You reject what I've said above, but it is all relevant to the 100 percent non-supernatural processes that lead to religious belief. You got your religious belief through an all-natural social process; someone taught you. I didn't teach religious belief to my children and they've not become afflicted with it. In some people religious belief comes and goes as their social situation changes.

Plantinga clearly speaks the words you like to hear, but you make more of what he says than what should be reasonably taken from the vagueness he presents. Alvin's approach to defending religious belief does itself discredit that same religious belief. That gods never show themselves requires the likes of you and Plantinga to resort to a sophistry which either divorces itself completely from the real world, or looks to the real world only for confirmation bias. Such an approach is an intellectual malignancy that discredits religious belief.

All the best, Eric.

Anonymous said...

John and Chuck, I'll respond when I have more time. For now, I want to apologize to Russ for having offended him. Russ, your posts are often so condescending, I thought I'd dish out a little of my own. Apparently, you can't take it as well as you can give it, though. So, as I said, I apologize. But I do want to turn the mirror on you for a moment and review some of your patently condescending remarks:

"I fear your silly version of a god no more than you fear Loki, or any of seven hundred gods of the Celtic pantheon. Like your god many of them were said to be nasty vengeful bastards, but then, also just like your god, Eric, they were imaginary."


"It is just too kooky that the religious fail to see that their own god had things so screwed up that people had to make up excuses for it and explain what it really meant."

"Go ahead, Eric, try this out. You invent a body of beliefs, any body of beliefs, and I will guarantee that you can drum up devout and pious followers, believers, or adherents who will swallow it hook, line and sinker. Truth has no importance whatsoever."

"Believers are not concerned with actual truth, they are merely enamored with the group idea of their having it while being certain that others do not."

"For us to accept them as possible, there must exist more than a bunch of philosophical folderol honed to a fine edge during a couple of millenia of destroying all dissent. There must exist something observable to distinguish your religious quackery from all the other religious quackery beside the fact that until recently you religious types were the sole source of information about your own virtue and efficacy."

"Obviously little of what the religious say around the world can be true, but nobody cares, Eric, if any of it is true. That's not what they're going for. They just want to be socially connected; they want to belong and professing to believe silly things is part of the price of admission."

"Being a religious believer yourself, Eric, you don't have to like it or believe it or accept it or acknowledge it, but naturalistic explanations are the best that we humans have. Though you may find great comfort and solace in the religious burrow you inhabit, none of what you attempt to pass off as explanations works when we examine it through the same eyes that leave other religions just as wanting as yours."

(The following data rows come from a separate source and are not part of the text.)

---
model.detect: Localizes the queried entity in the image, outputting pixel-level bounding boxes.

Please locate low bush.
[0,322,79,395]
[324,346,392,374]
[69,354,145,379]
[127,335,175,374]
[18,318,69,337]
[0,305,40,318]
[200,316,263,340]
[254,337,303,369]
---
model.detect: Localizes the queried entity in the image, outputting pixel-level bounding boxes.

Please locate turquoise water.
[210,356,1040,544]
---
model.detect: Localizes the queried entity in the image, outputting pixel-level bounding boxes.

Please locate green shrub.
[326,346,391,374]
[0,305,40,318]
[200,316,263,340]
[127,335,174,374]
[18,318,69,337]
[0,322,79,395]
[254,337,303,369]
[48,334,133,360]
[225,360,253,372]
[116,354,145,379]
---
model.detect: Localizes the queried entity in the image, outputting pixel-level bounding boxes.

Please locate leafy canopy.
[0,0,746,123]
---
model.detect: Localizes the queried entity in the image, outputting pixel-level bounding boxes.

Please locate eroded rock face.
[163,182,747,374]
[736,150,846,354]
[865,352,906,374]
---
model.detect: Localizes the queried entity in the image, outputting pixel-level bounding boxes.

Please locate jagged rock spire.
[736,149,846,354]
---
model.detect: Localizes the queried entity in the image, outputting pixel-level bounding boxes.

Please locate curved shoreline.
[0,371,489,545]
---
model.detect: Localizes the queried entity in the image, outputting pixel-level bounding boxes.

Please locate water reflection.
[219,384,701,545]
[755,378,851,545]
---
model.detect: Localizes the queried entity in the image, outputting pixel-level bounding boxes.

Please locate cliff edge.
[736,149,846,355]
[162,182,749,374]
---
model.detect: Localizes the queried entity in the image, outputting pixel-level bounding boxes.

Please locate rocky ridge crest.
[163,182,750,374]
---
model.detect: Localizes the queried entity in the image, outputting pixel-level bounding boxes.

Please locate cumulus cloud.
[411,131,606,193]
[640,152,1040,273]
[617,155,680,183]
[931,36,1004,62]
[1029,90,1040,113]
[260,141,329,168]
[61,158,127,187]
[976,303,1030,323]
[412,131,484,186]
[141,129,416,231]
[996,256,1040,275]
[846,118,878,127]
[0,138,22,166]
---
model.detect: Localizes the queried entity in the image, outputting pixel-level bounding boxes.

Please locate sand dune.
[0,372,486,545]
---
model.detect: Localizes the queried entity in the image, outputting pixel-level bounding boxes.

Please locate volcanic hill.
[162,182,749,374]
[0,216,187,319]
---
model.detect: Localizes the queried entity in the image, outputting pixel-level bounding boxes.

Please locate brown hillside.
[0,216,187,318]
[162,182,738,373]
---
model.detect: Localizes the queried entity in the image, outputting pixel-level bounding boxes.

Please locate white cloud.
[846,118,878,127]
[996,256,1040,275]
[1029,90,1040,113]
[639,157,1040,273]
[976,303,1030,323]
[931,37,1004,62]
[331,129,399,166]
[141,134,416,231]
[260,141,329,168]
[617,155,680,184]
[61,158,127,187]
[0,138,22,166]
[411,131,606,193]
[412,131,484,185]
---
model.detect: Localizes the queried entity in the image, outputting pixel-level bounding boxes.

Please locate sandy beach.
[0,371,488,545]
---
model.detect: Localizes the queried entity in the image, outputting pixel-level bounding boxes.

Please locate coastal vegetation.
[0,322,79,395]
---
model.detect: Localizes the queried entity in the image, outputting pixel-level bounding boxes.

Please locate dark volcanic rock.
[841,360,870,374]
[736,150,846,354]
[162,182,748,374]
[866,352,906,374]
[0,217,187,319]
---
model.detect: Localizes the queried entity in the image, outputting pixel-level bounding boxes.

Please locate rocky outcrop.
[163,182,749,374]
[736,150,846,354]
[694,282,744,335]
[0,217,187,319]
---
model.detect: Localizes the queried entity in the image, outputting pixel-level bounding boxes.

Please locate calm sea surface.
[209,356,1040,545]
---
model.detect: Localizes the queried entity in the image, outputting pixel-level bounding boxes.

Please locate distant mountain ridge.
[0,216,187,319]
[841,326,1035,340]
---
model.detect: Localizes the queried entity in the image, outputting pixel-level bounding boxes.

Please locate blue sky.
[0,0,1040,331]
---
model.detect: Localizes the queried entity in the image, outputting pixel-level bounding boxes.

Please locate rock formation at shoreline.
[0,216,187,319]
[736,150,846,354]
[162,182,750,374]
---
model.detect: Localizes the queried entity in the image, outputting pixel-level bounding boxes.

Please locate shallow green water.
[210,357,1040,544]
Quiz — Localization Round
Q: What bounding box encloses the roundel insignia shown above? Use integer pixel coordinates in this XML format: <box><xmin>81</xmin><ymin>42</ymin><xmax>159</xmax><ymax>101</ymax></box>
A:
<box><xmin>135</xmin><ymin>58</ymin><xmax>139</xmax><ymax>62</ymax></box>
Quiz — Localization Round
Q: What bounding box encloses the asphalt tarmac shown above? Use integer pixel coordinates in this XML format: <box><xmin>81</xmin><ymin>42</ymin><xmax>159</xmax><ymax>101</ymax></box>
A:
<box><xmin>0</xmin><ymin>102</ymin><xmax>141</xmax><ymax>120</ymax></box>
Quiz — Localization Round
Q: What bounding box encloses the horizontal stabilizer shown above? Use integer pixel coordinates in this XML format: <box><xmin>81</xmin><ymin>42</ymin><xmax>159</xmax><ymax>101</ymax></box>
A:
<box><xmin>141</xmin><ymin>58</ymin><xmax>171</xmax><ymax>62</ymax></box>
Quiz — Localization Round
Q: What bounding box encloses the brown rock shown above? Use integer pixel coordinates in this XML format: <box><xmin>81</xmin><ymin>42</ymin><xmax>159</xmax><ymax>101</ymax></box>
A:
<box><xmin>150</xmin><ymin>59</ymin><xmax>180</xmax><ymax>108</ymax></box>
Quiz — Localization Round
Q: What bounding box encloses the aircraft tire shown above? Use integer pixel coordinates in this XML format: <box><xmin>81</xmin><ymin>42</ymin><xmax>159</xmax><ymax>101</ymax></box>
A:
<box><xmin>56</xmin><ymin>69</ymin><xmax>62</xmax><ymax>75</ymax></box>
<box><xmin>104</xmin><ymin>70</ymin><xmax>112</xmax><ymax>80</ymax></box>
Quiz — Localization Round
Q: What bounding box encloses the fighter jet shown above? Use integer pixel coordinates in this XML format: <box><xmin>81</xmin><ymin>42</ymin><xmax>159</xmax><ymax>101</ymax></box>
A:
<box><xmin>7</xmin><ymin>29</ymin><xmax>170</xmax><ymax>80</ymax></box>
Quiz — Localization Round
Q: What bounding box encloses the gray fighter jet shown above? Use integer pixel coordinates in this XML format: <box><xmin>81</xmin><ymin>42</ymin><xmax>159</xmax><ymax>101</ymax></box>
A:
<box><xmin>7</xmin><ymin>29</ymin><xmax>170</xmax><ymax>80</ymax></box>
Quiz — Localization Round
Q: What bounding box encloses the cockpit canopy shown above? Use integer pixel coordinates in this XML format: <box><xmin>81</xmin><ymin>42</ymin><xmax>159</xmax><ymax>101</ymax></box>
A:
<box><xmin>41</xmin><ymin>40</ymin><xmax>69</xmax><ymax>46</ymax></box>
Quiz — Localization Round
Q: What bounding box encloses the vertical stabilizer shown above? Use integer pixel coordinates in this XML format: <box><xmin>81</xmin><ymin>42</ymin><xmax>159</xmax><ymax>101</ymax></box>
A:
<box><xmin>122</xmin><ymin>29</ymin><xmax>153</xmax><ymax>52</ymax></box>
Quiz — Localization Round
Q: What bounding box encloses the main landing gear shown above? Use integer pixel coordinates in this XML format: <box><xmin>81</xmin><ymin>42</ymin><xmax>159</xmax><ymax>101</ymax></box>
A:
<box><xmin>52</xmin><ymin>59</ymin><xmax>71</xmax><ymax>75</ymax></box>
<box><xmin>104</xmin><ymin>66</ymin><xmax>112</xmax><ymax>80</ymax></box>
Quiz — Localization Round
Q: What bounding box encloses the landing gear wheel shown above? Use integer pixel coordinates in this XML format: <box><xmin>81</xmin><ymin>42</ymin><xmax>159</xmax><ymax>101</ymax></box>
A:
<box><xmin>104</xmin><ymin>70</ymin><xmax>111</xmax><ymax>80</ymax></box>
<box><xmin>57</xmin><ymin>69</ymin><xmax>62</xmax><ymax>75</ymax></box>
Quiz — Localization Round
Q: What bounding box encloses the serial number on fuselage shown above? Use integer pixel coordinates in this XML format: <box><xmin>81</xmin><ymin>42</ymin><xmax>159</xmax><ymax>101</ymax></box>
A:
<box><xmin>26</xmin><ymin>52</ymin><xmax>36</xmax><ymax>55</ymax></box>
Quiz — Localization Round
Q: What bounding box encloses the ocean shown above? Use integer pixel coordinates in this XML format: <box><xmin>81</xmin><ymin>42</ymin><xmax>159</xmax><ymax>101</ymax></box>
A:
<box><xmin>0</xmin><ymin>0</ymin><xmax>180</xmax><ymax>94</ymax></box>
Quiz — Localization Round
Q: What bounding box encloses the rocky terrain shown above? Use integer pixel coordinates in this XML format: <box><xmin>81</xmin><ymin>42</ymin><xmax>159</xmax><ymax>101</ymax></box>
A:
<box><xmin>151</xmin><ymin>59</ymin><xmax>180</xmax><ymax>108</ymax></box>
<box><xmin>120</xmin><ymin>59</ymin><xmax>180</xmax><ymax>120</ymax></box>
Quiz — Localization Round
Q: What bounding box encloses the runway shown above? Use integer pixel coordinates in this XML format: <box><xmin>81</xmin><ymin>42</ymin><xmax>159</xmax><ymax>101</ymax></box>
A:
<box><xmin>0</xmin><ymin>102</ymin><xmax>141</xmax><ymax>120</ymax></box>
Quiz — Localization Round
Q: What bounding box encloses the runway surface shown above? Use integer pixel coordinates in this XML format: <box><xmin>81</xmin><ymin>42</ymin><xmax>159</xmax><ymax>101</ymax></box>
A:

"Through purely social circumstance you have landed in a religion where you feel you belong; you feel comfortable; you're one of the guys; and, you feel the need to defend it. But, let me ask, do you not experience at least a fleeting twinge of irony when you realize that you are being called upon to defend a notion that is wholly unreliable and unneeded?"

"I'm thoroughly convinced that if secular controls constraining the religious were allowed to lapse, Christians would be back at public executions and torture in no time at all. Those of us who visit this blog would be among the first to go up in the flames as various Christians defend a imaginary god incapable of doing anything for itself."

"Plantinga's assertion that "To show that there are natural processes that produce religious belief does nothing, so far, to discredit it," relies entirely on giving religiously imagined possibilities exactly the same "respectable epistemic status" as Harry Potter, Vishnu, Indiana Jones, Thor, leprechauns, Marduk, trolls, or Kitchen God."

Steven said...

Eric,

If EAAN succeeds, then it follows that some supernatural force is at work at some level, making sure that our interpretations of our experiences are more or less accurate. That's mysticism in my book.

Chuck said...

Eric,

There's little chance you will change Russ' mind. His experience indicates that he sees the faith you trust illegitimate. He has good data to support his opinion.

You might be wasting your time responding to him. You will convince him that your faith is legitimate probably as much as he could convince you the Catechism is superstition.

Just my two cents.

Still looking forward to hearing your take on my confusion (and no, this is not a bait and switch ploy - I'm trying to keep my wits about me as a dialogue with people who hold views I find difficult to accept. I think it is the only way I can become more intelligent.)

I don't endorse your Roman Catholicism but don't think insulting you will be a means to articulate my morality.

You said Internet atheists fail to stay on point when discussing theology and philosophy. I agree and have been guilty of it. This atheist would like to dialogue if you are willing to continue to show the kind of charity you have with me in this thread (contrary to what I may have shown so far).

Russ will never agree with you and will always insult you. That's just a fact. I can understand his choices, religion too often gets a free pass to make judgements without facing any shame, but don't think it leads to intellectual development. He also seems a whole lot smarter than me so he might not need to dialogue with someone of your education as I do.

It might be good for you to focus on guys like me who are looking to dialogue.

Russ said...

Eric,
My wife thanks you for your compilation of excerpts of what I wrote on this thread. She commented that she can't see why you'd think condescension to be at all disagreeable since all of religion is condescension in one form or another. The act of convincing others to think and behave as you do based on your claim that you possess truthful information handed down from invisible realms is nothing short of condescension. Saying that the information that others claim to get from the invisible realms of their gods has to be incorrect is also nothing but condescension, looking down on those you deem inferior. My wife is quite insightful.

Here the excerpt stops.